Дело в том, что Марат, с пренебрежением относясь к Конвенту и водя за нос Коммуну, боялся Клуба епископского дворца. Здесь повторился только общий закон. Мирабо предчувствовал появление из неизвестной дали Робеспьера, Робеспьер предчувствовал Марата, Марат предчувствовал Гебера, Гебер предчувствовал Бабефа{185}. Пока подземные слои спокойны, политический деятель смело может ходить по земле над ними; но самый отъявленный революционер сознает существование под ним подпочвы, и даже самые смелые из них останавливаются, замечая колебание почвы у себя под ногами. Ум и проницательность великих революционеров именно в том и заключаются, чтобы уметь отличить движение, являющееся результатом принципов, от движений, являющихся результатом личных вожделений, чтобы содействовать первому и бороться против последних.

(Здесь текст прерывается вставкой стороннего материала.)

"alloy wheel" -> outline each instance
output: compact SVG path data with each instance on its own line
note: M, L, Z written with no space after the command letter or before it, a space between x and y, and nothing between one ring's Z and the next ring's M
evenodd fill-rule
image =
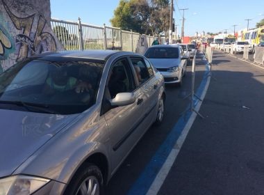
M99 183L94 176L89 176L80 185L76 195L99 195Z

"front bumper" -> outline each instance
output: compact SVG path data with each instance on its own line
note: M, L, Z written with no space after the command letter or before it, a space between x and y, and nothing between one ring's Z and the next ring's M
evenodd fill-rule
M181 81L180 72L160 72L164 77L164 82L165 84L176 84Z

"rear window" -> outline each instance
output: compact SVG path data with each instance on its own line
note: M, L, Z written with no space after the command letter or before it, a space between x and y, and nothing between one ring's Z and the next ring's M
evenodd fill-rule
M195 45L188 45L188 49L195 49Z
M183 51L186 51L186 45L179 45L180 46L181 46L181 47L183 48Z
M238 45L249 45L248 42L238 42Z
M178 47L150 47L145 56L148 58L178 58Z

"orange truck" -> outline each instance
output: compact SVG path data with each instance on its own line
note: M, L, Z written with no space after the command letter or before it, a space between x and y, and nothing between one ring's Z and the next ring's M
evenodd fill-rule
M190 37L186 36L183 37L183 42L182 43L190 43L192 38Z

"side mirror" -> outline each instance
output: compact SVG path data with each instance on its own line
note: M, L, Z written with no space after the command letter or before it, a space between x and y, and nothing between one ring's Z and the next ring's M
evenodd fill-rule
M135 95L133 93L119 93L115 98L110 100L112 107L122 107L133 104L135 102Z
M189 57L188 56L182 56L181 59L182 60L188 60L188 59L189 59Z

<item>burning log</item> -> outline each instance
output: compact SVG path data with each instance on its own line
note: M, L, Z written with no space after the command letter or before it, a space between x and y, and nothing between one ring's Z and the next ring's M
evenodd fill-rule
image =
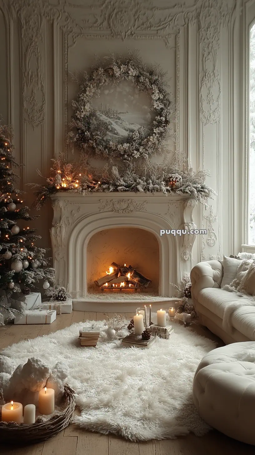
M138 283L143 288L148 288L150 283L152 282L151 280L149 280L141 273L139 273L135 269L133 268L131 265L129 265L128 267L121 267L120 271L122 274L128 276L129 278Z
M98 288L101 288L106 283L109 283L112 280L117 278L118 274L119 269L118 268L113 273L108 273L107 275L105 275L104 277L102 277L102 278L99 278L98 280L95 280L94 283L97 286L98 286ZM122 281L123 281L123 279Z
M107 283L108 283L109 284L112 284L113 283L122 283L123 281L128 281L128 277L120 276L118 277L117 278L115 278L113 280L108 280Z

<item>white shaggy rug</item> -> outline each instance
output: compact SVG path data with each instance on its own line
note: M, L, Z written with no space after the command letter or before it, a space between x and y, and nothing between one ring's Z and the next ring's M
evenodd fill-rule
M96 325L102 322L93 322ZM120 435L132 441L173 438L209 429L192 395L194 374L202 358L215 346L189 329L174 324L169 340L151 348L120 348L120 342L81 348L74 324L35 339L21 341L1 354L17 366L37 357L50 367L70 368L68 383L76 391L81 415L75 422L87 430Z

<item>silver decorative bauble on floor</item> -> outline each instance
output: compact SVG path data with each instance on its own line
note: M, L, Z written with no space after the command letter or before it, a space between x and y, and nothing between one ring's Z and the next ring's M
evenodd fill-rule
M20 232L20 228L19 226L15 225L15 226L12 227L10 230L13 234L18 234Z
M7 250L7 251L5 251L5 253L4 254L4 258L5 258L5 259L10 259L12 256L12 254L11 254L10 251L9 251Z
M21 261L14 261L10 264L10 268L12 270L14 270L17 273L20 272L22 269L22 263Z
M16 208L16 204L15 204L14 202L10 202L10 204L8 204L8 207L10 212L14 212Z

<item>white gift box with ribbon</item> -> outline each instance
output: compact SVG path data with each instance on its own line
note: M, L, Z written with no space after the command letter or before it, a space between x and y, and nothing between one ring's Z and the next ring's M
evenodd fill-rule
M51 324L56 320L56 310L26 310L15 316L15 324Z

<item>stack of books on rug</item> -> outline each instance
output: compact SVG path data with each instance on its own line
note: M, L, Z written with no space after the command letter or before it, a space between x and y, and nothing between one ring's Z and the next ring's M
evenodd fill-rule
M172 325L168 325L166 327L161 327L159 325L156 325L156 324L152 324L150 326L150 330L152 335L154 336L156 335L159 338L163 338L165 340L168 340L170 335L173 332L173 329Z
M125 337L122 340L122 345L125 348L131 348L134 346L136 348L150 348L156 341L156 336L151 336L148 340L143 340L141 335L135 335L131 334Z
M80 330L81 346L96 346L100 334L98 327L83 327Z

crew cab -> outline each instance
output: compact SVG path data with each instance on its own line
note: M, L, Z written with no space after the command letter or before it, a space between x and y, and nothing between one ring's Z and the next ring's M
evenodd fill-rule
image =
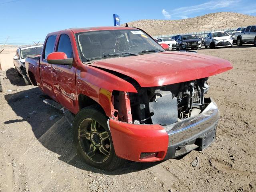
M48 34L42 54L26 58L33 84L74 116L75 148L86 163L111 170L215 140L219 113L207 80L231 64L161 45L135 28L72 28Z
M248 26L236 36L238 46L242 46L245 43L253 43L256 46L256 25Z
M19 47L17 49L16 54L13 57L13 64L18 76L22 77L26 85L29 85L30 82L28 78L25 66L26 56L28 55L36 55L42 52L42 45L36 45L26 47Z

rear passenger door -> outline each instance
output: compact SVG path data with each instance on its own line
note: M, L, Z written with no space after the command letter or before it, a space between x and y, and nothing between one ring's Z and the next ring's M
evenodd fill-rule
M250 32L248 34L248 40L250 41L254 41L254 38L256 36L256 26L254 25L252 26L251 29L250 30Z
M54 35L47 37L39 65L41 80L44 91L55 100L56 100L56 98L53 91L52 65L47 62L47 58L48 55L54 51L56 36L56 35Z
M70 36L71 35L70 35ZM68 58L73 58L73 51L70 36L62 34L59 36L56 51L63 52ZM52 65L54 91L60 103L73 111L76 99L76 62L73 59L72 66Z

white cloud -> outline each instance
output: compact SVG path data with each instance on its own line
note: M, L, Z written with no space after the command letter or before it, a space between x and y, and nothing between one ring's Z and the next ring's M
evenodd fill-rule
M162 11L162 13L163 14L164 16L165 19L170 19L171 15L170 15L168 12L167 12L165 9L163 9Z
M170 11L169 12L166 10L163 9L162 12L166 18L166 18L165 14L167 13L169 17L169 18L170 18L171 16L174 16L184 19L188 18L187 16L192 13L199 12L202 10L214 10L228 7L233 5L236 4L240 1L241 0L226 0L225 1L212 0L201 4L177 8ZM182 14L182 15L181 15L180 14Z

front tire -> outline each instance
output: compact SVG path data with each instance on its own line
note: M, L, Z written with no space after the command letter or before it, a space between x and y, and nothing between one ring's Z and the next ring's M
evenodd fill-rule
M108 120L98 105L84 108L75 117L73 136L77 153L86 163L98 169L112 171L125 160L116 155Z
M31 84L31 83L28 79L28 77L26 75L24 77L23 76L23 79L24 80L24 82L25 82L25 84L26 85L29 85Z
M213 42L212 42L210 43L210 48L211 49L214 49L215 47L215 45L214 45L214 44Z

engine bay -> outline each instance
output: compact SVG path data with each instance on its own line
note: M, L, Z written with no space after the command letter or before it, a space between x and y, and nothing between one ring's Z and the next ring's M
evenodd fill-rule
M117 120L134 124L168 125L196 115L205 108L208 78L154 87L133 85L137 93L115 91L112 101Z

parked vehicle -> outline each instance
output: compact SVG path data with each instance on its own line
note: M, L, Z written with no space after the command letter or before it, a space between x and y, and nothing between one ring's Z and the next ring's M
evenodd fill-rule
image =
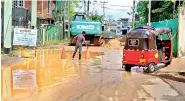
M167 35L167 39L163 36ZM143 66L145 71L154 72L159 63L172 61L172 35L169 28L137 27L126 35L123 49L123 68L130 71L133 66Z
M85 39L89 41L89 44L101 45L104 43L103 39L103 27L101 22L91 21L85 14L79 13L74 16L74 19L70 25L70 43L73 38L80 34L82 31L86 32Z

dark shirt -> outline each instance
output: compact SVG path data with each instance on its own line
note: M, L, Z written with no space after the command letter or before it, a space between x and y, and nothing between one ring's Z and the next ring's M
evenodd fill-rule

— Ого! — проговорил Дантон, заметив смущение Марата. — Гражданин Симурдэн оказывается здесь нелишний.

И он протянул Симурдэну руку.

— Ну, так вот что, — продолжал он, — нужно объяснить гражданину Симурдэну, в чем дело. Он подошел как нельзя более кстати. Я представляю здесь собой «гору», Робеспьер — Комитет общественной безопасности, Марат — Коммуну, Симурдэн — Клуб епископского дворца. Пусть он нас разберет.

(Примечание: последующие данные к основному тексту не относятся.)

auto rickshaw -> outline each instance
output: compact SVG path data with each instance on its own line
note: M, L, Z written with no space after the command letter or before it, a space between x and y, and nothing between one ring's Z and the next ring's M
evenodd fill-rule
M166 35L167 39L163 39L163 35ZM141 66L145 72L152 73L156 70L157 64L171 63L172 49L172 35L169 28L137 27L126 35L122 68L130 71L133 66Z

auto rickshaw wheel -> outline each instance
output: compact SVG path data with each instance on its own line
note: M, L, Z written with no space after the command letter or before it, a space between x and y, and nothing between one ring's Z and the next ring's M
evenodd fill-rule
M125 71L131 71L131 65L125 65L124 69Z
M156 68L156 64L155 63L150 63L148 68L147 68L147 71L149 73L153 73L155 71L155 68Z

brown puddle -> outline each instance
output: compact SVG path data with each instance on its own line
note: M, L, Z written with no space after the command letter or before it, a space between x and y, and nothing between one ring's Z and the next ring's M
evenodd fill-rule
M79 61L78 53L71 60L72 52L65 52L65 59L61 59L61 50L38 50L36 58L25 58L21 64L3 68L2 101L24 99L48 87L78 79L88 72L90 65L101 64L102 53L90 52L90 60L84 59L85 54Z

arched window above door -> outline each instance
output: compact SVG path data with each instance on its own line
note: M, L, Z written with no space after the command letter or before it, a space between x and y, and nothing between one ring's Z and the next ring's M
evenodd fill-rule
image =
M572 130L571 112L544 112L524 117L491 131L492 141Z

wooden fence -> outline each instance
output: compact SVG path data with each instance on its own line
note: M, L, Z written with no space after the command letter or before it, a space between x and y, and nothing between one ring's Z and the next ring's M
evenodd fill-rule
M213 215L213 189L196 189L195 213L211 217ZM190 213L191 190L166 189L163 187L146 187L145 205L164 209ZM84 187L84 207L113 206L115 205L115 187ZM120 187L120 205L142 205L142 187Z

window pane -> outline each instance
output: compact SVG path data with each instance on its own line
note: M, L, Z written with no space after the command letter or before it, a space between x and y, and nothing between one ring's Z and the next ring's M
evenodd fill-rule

— Хорошо, — проговорил Симурдэн спокойным голосом. — Так в чем же дело?

— Дело идет о Вандее, — ответил Робеспьер.

— О Вандее? — переспросил Симурдэн и продолжал: — Да, это дело серьезное. Если революция умрет, она умрет благодаря Вандее. Одна Вандея страшнее десяти Германий. Для того чтобы Франция могла жить, нужно убить Вандею.

Эти немногие слова расположили Робеспьера в его пользу. Тот, однако, обратился к нему с вопросом:

— А вы, случайно, не бывший ли священник?

Облик бывшего священника сразу же бросился в глаза Робеспьеру, бывшему адвокату.

— Да, гражданин, — ответил Симурдэн.

— Ну, так что же из этого! — воскликнул Дантон. — Дельный священник стоит всякого другого. В революционные эпохи священники переливаются в граждан, как колокола — в монеты и в пушки. Данжу — священник, Дону{186} — тоже. Тома Лендэ{187} состоит епископом эврезским; да вы сами, Робеспьер, сидите в Конвенте бок о бок с епископом бовэским Массье. Старший викарий Вожуа входил в состав комитета десятого августа. Шабо{188} — капуцин{189}. Жерль{190} принимал присягу в зале для игры в мяч{191}; аббат Одран{192} потребовал, чтобы Национальное собрание было объявлено стоящим выше короля; аббат Гутт{193} потребовал у Законодательного собрания, чтобы с кресла Людовика Шестнадцатого был снят балдахин; аббат Грегуар{194} внес предложение об упразднении королевской власти.

— Да, и предложение это было поддержано, — захихикал Марат, — фигляром Колло-д'Эрбуа{195}. Они вдвоем сделали дело: священник повалил трон, комедиант низверг короля.